My Intertwine adventure lasted all summer long, as our network of relaxing trails coaxed me further from our city than I'd ever expected. First I cycled the Springwater Corridor, then found my way to Sellwood for breakfast, and later with my son to Oaks Bottom to toss pebbles. Eventually I rode out to Gresham, then Boring, then Corbett, and by July all the way to Larch Mountain. The Intertwine has so many personalities, depending on the time of year and day. On misty May mornings, I saw vast numbers of land snails slowly carousing about, then darting rabbits, and more than a few deer either raised their heads from Johnson Creek or were seen leaping away over trailside hedges.
One memorable morning, I pedaled to Vista House to see the sunrise over the mighty Columbia River, getting back in time for work. As an Average Joe bike commuter in his 40s, I'd never dreamed I could safely glide out into another world on a network of trails and greenspaces.
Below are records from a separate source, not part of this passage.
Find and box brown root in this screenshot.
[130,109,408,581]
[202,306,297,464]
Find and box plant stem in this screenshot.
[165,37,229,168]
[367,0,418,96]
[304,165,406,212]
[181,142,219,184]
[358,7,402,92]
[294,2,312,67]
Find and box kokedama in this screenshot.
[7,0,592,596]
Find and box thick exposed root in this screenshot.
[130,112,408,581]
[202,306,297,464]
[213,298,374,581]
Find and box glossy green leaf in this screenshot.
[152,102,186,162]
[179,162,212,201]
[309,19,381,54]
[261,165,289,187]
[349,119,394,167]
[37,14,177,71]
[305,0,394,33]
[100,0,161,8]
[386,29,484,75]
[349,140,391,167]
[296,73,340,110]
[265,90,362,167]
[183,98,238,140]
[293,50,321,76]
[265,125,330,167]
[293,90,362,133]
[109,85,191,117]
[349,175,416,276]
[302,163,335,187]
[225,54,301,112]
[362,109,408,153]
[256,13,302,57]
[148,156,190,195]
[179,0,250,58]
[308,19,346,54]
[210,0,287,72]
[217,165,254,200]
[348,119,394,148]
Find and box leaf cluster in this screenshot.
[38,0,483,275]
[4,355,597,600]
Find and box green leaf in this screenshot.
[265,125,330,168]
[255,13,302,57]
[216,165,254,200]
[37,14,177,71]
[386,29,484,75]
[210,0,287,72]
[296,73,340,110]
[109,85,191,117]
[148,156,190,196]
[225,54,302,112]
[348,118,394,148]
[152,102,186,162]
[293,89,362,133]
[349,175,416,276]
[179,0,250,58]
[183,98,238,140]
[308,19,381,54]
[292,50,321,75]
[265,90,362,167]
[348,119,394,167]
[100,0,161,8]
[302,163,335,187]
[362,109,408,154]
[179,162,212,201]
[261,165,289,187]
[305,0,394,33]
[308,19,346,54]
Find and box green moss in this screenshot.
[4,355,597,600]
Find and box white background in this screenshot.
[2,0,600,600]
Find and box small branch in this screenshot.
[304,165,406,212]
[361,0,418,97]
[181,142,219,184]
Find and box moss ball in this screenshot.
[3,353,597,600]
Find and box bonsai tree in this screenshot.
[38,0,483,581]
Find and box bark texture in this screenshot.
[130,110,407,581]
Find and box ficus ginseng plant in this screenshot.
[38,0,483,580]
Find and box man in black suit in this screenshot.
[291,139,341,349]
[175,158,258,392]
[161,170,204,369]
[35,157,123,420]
I was hooked — and got carried away on the Intertwine.
By August, another facet of these greenspaces caught my attention-- blackberry bushes beckoned with ripening new fruit. At first I stopped and filled my bike's waterbottles with fresh fruit, and my family ate them for dessert with ice cream. Days later, I returned with my boy pulling a bike trailer, and we grazed and filled our mouths and every container we owned. We picked quarts and made jam, pies, and pancakes. I joined berry pickers speaking several languages, some boasting of recipes for wine, others making pies, some jam, some using ingenious contraptions for eluding the berry bramble. At a minimum, we'd share a knowing smile of this great, accessible bounty.
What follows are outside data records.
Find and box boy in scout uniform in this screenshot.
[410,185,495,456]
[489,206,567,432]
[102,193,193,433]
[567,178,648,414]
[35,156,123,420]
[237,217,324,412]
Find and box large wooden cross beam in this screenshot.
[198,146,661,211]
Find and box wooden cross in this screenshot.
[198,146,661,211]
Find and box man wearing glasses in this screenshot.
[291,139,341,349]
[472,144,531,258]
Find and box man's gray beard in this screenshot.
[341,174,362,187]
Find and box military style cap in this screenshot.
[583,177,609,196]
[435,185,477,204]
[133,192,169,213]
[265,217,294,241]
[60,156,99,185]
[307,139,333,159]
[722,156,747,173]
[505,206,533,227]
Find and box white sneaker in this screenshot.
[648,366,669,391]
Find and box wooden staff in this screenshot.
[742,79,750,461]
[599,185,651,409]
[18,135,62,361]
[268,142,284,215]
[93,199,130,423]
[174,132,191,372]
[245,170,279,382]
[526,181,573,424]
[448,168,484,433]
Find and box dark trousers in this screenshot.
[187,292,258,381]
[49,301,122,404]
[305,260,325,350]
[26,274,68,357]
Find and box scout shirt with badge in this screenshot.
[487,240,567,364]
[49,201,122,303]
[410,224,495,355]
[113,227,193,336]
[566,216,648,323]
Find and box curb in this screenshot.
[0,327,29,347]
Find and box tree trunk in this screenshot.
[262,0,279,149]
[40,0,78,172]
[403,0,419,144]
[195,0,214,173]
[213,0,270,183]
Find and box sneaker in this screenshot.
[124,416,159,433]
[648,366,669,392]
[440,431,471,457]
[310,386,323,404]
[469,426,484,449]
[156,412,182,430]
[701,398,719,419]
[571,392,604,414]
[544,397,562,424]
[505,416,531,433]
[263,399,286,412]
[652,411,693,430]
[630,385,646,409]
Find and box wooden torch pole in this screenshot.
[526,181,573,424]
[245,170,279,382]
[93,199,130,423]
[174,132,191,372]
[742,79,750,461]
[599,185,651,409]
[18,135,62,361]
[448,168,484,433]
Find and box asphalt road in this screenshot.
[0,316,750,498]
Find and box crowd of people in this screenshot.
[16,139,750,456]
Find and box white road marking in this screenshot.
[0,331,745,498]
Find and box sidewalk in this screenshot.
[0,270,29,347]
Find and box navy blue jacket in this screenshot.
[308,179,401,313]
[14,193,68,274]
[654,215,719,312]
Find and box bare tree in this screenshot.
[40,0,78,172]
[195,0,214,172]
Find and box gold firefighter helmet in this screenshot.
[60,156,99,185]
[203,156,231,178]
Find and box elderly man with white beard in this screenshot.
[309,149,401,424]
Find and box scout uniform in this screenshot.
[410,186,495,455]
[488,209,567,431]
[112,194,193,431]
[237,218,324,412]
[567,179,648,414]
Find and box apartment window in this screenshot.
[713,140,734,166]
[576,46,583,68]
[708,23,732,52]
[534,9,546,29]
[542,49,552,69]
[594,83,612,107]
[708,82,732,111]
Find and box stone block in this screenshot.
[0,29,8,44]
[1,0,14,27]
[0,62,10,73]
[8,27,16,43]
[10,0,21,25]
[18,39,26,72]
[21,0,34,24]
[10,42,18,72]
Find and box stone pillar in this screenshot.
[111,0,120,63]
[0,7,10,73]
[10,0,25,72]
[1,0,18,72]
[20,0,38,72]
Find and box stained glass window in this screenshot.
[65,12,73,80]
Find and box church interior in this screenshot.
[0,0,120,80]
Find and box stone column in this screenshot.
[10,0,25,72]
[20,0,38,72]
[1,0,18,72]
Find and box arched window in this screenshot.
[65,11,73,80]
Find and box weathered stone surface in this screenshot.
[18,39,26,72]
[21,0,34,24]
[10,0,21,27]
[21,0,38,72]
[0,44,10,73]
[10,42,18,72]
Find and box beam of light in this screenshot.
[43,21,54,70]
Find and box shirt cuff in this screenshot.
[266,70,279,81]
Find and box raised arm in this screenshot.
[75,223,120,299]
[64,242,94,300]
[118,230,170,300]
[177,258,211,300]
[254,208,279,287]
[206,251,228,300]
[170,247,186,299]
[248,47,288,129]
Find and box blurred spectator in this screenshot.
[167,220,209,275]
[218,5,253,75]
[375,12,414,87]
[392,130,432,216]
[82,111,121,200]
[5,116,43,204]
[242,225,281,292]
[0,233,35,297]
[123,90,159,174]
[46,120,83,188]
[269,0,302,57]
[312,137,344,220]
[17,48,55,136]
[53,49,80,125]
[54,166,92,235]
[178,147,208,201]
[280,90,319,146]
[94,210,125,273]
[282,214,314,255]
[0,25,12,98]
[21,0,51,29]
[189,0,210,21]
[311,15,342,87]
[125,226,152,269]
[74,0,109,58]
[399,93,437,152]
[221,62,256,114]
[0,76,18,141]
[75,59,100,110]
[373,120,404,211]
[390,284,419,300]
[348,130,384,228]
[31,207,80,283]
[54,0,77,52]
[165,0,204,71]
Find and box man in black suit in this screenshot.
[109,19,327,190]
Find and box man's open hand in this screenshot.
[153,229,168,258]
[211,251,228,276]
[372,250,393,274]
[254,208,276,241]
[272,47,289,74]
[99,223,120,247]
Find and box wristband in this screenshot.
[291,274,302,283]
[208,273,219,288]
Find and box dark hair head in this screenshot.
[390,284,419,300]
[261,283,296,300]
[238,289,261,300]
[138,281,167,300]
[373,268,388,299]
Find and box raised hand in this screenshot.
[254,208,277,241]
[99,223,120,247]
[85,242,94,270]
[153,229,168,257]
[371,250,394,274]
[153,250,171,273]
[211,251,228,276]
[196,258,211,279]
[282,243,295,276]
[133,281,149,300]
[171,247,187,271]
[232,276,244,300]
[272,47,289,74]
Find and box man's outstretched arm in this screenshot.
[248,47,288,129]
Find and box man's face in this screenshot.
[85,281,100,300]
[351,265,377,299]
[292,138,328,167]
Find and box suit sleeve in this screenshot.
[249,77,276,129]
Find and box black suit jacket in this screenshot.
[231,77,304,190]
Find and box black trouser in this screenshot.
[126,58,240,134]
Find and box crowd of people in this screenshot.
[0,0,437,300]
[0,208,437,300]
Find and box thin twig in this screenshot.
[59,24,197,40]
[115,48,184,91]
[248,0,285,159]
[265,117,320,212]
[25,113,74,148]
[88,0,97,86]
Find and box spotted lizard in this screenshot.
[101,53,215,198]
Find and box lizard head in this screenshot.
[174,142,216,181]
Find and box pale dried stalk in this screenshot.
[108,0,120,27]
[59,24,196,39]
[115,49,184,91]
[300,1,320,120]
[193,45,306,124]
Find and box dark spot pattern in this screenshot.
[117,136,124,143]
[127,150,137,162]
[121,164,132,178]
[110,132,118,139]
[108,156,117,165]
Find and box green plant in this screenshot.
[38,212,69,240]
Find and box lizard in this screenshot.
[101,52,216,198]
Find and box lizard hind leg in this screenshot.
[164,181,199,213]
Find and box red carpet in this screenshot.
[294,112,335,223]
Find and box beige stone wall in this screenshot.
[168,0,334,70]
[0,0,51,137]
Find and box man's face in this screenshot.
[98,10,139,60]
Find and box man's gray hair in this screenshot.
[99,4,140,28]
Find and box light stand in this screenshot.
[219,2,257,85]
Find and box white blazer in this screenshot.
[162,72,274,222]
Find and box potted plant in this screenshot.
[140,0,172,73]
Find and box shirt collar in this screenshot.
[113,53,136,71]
My freezer now stocked, I still couldn't refuse one last foray for fruit, and asked my four-year-old if he'd join me. “To Springwater? Okay! Can I bring my drum?” And so a plan was made, and we packed up our berry containers, his drumsticks, a little chair and a 5-gallon bucket. I picked berries, while my son provided music for passers-by, monotone renditions of the Beatles or Winnie the Pooh. Strangers walked or biked past, invariably smiling or telling my boy they loved his music. We got our fill of berries and praise and visited with a furry caterpillar before heading home, stopping along the way to reach for a few wild apples as my son stretched as high as he could from atop my shoulders. A perfect end to our summer season.
These Intertwine paths connect us all: to each other as a family, to our diverse community, to the snails and deer and rabbits and caterpillars, to the changing seasons. We shift our gaze from blue screens to evergreens, from the big world to our local world. These accessible, living spaces offer unexpected gifts. All we have to do is to look and to explore.